PURVEY AND CONTRACT DEPARTMENT.
Meantime the work of the purvey department was growing. For the two years 1902 and 1903 the department secured contracts from Glasgow Corporation for the supply of bags of eatables on Children’s Day. In the aggregate the bags supplied numbered 190,000, of a total value of about £1,800, and requiring somewhere about twenty-five tons of flour for their manufacture. When the “Wheatsheaf” tearooms were reopened after the fire an “at home” was held to which the customers were invited. The purvey department was also an offerer on most occasions when purveys on a large scale had to be carried through, often with success. The department was successful in securing the purveying contract for the tearooms in the East-End Exhibition. It was also a successful offerer in 1904 for the supply of bread to Gailes Territorial Camp, and in the following year Jamestown Camp was supplied from Clydebank.

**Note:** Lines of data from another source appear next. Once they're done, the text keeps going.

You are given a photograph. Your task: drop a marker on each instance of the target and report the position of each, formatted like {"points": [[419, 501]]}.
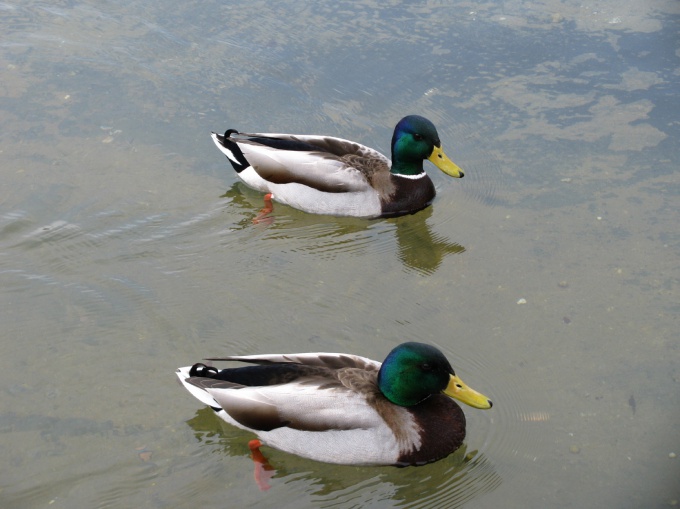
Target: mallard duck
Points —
{"points": [[326, 175], [343, 408]]}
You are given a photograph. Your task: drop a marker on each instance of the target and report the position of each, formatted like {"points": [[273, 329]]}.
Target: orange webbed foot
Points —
{"points": [[263, 470], [262, 216]]}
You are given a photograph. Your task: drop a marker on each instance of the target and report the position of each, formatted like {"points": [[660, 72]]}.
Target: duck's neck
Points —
{"points": [[406, 168]]}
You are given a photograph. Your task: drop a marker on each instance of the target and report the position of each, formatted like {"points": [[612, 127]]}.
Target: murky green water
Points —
{"points": [[549, 275]]}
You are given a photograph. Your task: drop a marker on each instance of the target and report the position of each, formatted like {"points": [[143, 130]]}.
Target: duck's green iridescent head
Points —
{"points": [[412, 372], [415, 139]]}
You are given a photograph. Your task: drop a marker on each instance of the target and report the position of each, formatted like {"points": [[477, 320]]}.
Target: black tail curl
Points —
{"points": [[202, 370]]}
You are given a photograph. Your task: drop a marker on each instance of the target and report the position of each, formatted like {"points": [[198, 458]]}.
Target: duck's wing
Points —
{"points": [[326, 163], [319, 359], [319, 398]]}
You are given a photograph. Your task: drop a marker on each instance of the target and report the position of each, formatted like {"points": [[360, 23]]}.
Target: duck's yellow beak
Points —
{"points": [[441, 161], [458, 390]]}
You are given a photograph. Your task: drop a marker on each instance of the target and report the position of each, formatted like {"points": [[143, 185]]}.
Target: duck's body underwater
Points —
{"points": [[327, 175]]}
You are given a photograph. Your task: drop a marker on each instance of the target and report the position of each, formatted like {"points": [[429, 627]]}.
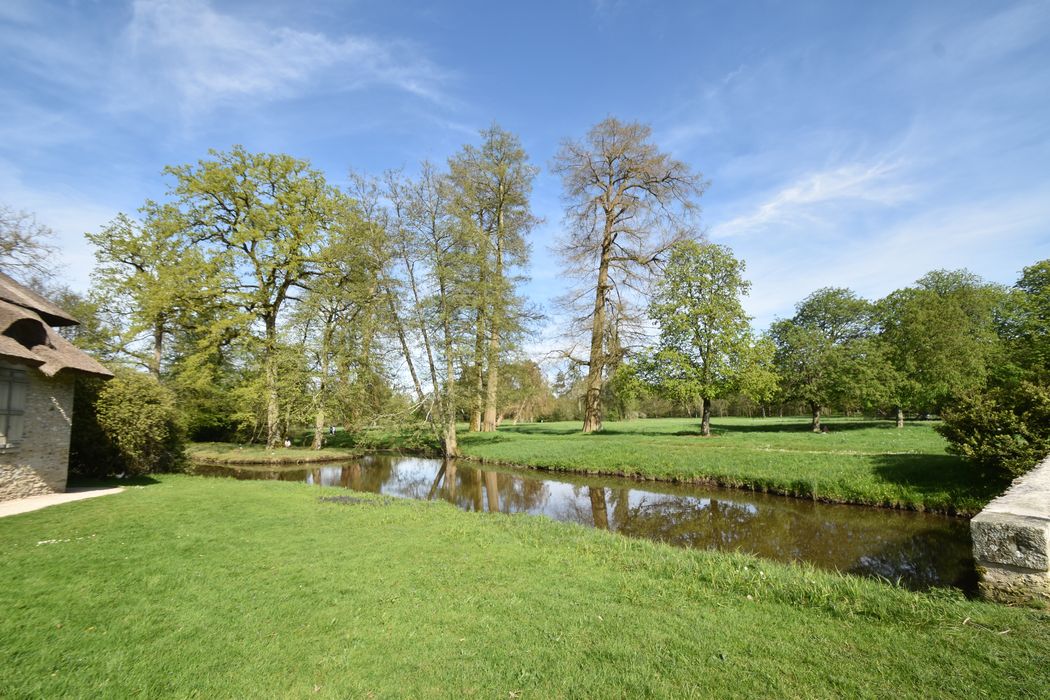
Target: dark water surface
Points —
{"points": [[920, 550]]}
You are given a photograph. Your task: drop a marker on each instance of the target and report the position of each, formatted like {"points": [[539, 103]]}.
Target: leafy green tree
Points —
{"points": [[1004, 429], [266, 218], [1005, 426], [940, 339], [139, 417], [148, 279], [627, 204], [489, 188], [706, 342], [525, 395], [818, 351], [1026, 324]]}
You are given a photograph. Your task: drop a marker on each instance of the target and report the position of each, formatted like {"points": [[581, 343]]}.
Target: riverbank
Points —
{"points": [[857, 462], [233, 453], [125, 595]]}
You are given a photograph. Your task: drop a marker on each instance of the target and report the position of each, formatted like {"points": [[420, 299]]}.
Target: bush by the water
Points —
{"points": [[127, 424], [1006, 430]]}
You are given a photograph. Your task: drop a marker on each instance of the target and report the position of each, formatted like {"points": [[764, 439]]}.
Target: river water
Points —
{"points": [[919, 550]]}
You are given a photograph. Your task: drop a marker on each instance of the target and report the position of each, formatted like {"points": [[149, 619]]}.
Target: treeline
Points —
{"points": [[266, 302], [951, 345]]}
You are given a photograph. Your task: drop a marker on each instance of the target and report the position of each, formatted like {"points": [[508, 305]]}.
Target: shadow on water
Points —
{"points": [[919, 550]]}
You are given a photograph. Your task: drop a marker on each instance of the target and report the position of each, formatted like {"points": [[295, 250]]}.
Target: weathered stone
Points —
{"points": [[1014, 541], [38, 464], [1011, 541]]}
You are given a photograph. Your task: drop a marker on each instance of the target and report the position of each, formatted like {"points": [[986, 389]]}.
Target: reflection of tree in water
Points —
{"points": [[480, 489], [826, 536], [932, 557], [919, 549]]}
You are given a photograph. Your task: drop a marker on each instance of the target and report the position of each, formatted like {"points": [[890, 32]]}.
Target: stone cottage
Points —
{"points": [[37, 372]]}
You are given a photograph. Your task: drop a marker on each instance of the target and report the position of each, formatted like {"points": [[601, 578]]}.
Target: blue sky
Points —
{"points": [[847, 144]]}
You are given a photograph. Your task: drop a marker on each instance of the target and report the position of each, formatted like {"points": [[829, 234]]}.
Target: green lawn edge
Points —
{"points": [[217, 588], [859, 463], [234, 453]]}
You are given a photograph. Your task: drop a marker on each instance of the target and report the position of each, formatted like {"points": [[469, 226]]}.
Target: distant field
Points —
{"points": [[232, 453], [214, 588], [863, 462]]}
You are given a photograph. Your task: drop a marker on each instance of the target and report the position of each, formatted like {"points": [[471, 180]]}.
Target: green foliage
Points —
{"points": [[139, 417], [939, 337], [819, 351], [92, 451], [705, 335], [1005, 430]]}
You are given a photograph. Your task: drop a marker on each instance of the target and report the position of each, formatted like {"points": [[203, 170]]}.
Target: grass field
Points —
{"points": [[861, 462], [215, 588], [232, 453]]}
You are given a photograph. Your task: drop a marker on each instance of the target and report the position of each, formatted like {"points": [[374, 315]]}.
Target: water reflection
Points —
{"points": [[920, 550]]}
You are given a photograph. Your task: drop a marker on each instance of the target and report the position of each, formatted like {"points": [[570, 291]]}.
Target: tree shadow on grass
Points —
{"points": [[539, 429], [108, 482], [940, 473]]}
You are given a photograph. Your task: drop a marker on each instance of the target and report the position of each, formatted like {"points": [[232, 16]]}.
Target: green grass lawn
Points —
{"points": [[232, 453], [216, 588], [863, 462]]}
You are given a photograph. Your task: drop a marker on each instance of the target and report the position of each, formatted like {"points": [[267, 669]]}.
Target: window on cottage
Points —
{"points": [[13, 385]]}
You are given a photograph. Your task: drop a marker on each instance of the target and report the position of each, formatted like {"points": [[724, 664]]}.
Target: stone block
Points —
{"points": [[1022, 542]]}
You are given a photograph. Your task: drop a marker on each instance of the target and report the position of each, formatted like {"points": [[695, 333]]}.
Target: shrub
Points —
{"points": [[138, 421], [91, 450], [1006, 429]]}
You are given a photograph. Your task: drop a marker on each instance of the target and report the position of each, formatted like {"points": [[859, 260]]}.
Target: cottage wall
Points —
{"points": [[40, 462]]}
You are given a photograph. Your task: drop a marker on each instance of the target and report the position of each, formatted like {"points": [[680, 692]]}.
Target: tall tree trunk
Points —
{"points": [[273, 437], [420, 322], [479, 373], [318, 428], [154, 362], [404, 348], [491, 386], [592, 405], [449, 446]]}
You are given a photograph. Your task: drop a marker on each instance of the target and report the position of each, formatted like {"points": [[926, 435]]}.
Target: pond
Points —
{"points": [[919, 550]]}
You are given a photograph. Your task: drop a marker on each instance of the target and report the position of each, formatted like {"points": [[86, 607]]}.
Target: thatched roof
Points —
{"points": [[26, 334], [21, 296]]}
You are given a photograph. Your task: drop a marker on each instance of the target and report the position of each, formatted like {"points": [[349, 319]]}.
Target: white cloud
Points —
{"points": [[206, 58], [809, 197], [993, 237], [68, 213]]}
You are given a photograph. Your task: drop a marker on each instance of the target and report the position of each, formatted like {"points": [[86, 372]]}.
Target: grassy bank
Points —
{"points": [[233, 453], [860, 462], [269, 591]]}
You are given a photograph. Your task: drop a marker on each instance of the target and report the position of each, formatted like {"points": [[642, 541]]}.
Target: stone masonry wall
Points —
{"points": [[39, 464], [1011, 541]]}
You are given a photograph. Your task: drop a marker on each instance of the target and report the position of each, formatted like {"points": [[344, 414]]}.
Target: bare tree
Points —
{"points": [[627, 203], [25, 245]]}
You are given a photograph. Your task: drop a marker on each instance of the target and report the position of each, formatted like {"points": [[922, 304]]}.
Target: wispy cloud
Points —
{"points": [[208, 58], [984, 235], [811, 196]]}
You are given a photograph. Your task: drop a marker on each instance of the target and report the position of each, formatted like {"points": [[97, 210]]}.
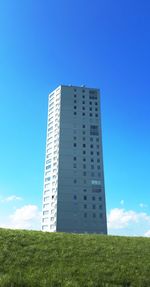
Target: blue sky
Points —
{"points": [[104, 44]]}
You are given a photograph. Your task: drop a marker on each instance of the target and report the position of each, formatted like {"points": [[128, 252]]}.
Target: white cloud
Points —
{"points": [[26, 217], [11, 198], [147, 233], [128, 222], [122, 202], [142, 205]]}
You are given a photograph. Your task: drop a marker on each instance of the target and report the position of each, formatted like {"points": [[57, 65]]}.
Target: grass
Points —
{"points": [[34, 258]]}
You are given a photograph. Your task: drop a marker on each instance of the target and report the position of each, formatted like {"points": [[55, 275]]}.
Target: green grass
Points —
{"points": [[32, 258]]}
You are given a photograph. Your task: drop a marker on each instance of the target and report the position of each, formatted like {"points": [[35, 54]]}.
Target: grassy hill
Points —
{"points": [[32, 258]]}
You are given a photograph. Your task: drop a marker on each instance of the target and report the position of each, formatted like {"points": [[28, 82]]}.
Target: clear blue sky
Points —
{"points": [[101, 43]]}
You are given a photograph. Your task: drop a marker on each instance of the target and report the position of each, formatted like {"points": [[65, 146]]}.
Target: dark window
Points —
{"points": [[96, 189], [94, 130]]}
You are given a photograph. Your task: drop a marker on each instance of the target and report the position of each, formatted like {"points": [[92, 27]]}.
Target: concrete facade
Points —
{"points": [[74, 192]]}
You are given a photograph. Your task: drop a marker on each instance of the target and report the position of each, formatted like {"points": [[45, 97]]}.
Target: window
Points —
{"points": [[96, 189], [93, 130]]}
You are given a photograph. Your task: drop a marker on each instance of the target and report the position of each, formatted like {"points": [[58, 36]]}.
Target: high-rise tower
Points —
{"points": [[74, 192]]}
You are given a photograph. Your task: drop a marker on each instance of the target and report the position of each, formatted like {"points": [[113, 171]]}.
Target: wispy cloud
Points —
{"points": [[128, 222], [11, 198], [26, 217]]}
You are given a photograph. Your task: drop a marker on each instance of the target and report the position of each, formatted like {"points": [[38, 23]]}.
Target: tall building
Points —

The tearooms continued to give cause for a considerable amount of anxiety on the part of the committee. Sometimes a small profit was made on the working and sometimes a loss resulted, but there never was that increase in trade for which the board thought they had a right to look. With the erection of St Mungo Hall and the transference of the catering headquarters to South York Street the need for Main Street as a depot for the catering department disappeared, but for some time it was carried on as a workmen’s tearoom, always without any signs of assured success, however. Finally, in 1904, it was given up altogether. Nor were the London Street halls or the Union rooms much more successful. Several experiments were made at London Street, with the object of making the place more popular. The whole of the three upper flats were taken by the Society, and several trade union and friendly society branches made the rooms their headquarters, but the place was never really popular. An attempt which was made to run the second flat as workmen’s dining and tea rooms did not meet with much success, and it seemed as if anything the board could do was not of much use in popularising the place. Nor were the Union rooms much more successful. They just managed to keep going, but they did not become, as had been hoped, a rendezvous for the men and women of the Co-operative movement. Nevertheless the committee did not despair. They always kept on hoping that the tide would turn and renewed the lease time after time, still looking for the Co-operative patronage which never came in sufficient quantity to make the place a success.